Navy Yard shooter

Apparently had some anger management issues.

Six years earlier, he had been arrested on a gun charge following an incident in Seattle. On May 6, 2004, two construction workers had parked their 1986 Honda Accord adjacent to a home where Alexis was staying.

“The victims reported seeing a man, later identified by police as Alexis, walk out of the home next to their worksite, pull a gun from his waistband and fire three shots into the two rear tires of their Honda before he walked slowly back to his home north of the construction site,” according to SPD Blotter, a site maintained by the Seattle Police Department.

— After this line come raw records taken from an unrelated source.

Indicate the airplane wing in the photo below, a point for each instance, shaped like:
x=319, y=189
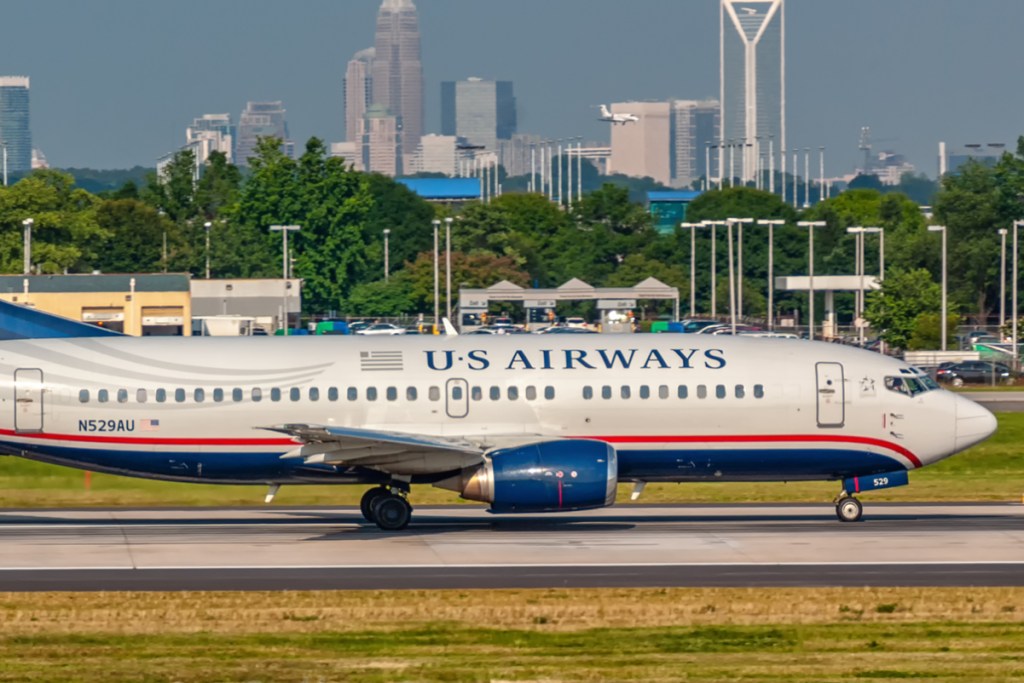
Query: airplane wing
x=395, y=453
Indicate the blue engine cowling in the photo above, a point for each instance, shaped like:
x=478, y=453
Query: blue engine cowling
x=548, y=476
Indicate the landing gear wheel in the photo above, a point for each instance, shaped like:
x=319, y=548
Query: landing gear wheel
x=392, y=513
x=369, y=498
x=849, y=510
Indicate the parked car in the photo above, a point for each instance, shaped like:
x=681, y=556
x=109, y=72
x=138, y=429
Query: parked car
x=381, y=329
x=984, y=372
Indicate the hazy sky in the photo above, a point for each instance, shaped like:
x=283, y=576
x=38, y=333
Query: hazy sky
x=116, y=82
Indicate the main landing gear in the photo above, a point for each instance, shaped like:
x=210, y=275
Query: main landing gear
x=848, y=509
x=387, y=507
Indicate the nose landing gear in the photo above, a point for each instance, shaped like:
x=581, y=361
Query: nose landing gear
x=387, y=507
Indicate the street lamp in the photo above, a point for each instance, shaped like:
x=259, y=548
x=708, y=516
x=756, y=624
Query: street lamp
x=739, y=260
x=28, y=244
x=713, y=224
x=437, y=311
x=1003, y=280
x=693, y=261
x=448, y=267
x=284, y=229
x=942, y=228
x=810, y=224
x=771, y=223
x=208, y=225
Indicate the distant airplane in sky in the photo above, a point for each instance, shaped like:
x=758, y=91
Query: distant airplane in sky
x=614, y=119
x=526, y=423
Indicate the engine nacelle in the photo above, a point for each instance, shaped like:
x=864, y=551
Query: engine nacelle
x=548, y=476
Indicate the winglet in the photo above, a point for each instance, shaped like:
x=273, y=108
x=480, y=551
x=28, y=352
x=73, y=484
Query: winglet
x=17, y=322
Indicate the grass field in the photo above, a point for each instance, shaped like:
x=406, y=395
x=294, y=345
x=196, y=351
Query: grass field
x=800, y=635
x=991, y=471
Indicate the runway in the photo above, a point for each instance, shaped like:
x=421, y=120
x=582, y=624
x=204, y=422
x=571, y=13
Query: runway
x=464, y=547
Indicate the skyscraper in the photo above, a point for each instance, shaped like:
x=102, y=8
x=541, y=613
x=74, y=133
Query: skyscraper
x=261, y=120
x=358, y=90
x=481, y=112
x=752, y=58
x=397, y=72
x=14, y=132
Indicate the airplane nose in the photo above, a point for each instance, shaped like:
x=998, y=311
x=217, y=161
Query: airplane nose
x=974, y=423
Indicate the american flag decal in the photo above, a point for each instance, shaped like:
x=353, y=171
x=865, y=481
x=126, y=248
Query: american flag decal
x=377, y=360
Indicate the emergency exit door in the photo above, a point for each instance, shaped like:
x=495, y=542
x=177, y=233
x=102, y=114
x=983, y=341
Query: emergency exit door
x=28, y=399
x=830, y=394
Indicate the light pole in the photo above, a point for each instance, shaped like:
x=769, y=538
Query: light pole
x=713, y=224
x=437, y=310
x=448, y=267
x=692, y=227
x=284, y=229
x=739, y=259
x=810, y=224
x=942, y=333
x=28, y=222
x=208, y=225
x=771, y=223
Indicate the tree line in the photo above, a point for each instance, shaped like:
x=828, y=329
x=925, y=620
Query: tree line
x=604, y=238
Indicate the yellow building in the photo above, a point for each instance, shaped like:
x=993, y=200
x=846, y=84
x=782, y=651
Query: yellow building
x=140, y=305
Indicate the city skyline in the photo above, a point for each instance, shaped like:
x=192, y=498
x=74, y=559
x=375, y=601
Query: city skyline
x=118, y=99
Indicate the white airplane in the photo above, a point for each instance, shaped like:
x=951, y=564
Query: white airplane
x=527, y=423
x=614, y=119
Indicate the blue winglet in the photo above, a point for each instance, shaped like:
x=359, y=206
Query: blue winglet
x=18, y=322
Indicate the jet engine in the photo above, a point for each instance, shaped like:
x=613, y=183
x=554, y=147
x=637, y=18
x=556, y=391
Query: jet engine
x=548, y=476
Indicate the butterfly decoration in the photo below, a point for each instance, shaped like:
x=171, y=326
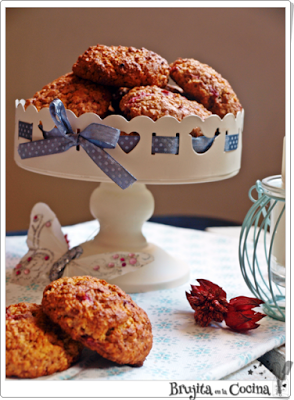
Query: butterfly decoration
x=46, y=244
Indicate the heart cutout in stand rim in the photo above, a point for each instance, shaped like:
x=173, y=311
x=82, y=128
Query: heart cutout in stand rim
x=129, y=142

When police arrived on the scene, they could not locate Alexis. But SPD Blotter reports that construction workers told police that Alexis “had ‘stared’ at construction workers at the job site every day over the last month prior to the shooting. The owner of the construction business told police he believed Alexis was angry over the parking situation around the work site.”

On June 3, Seattle cops arrested Alexis. During a search of his home, officers found a gun and ammunition. Alexis told police that he had been “mocked” by the construction crew and that the crew had “disrespected him.”

“Alexis also claimed he had an anger-fueled ‘blackout,’ and could not remember firing his gun at the victims’ vehicle until an hour after the incident,” SPD Blotter reports.

Alexis also told police he was present during “the tragic events of September 11, 2001” and described “how those events had disturbed him.”
Detectives later spoke with Alexis’ father, who lived in New York at the time, who told police Alexis had anger management problems associated with PTSD, and that Alexis had been an active participant in rescue attempts on September 11th, 2001.

Detectives referred the case to the Seattle Municipal Court for charges.

3 thoughts on “Navy Yard shooter

  1. This could go two different ways. We could start funding social programs, including help for people hearing voices, and start some real gun control. Or we can put up webcams everywhere and start publishing the names of people who look at anything for too long.

    I wonder what we’ll do? They’re both such good choices.

  2. Missed one Quixote: We could privatize the prison industry and incarcerate the poor and the mentally ill.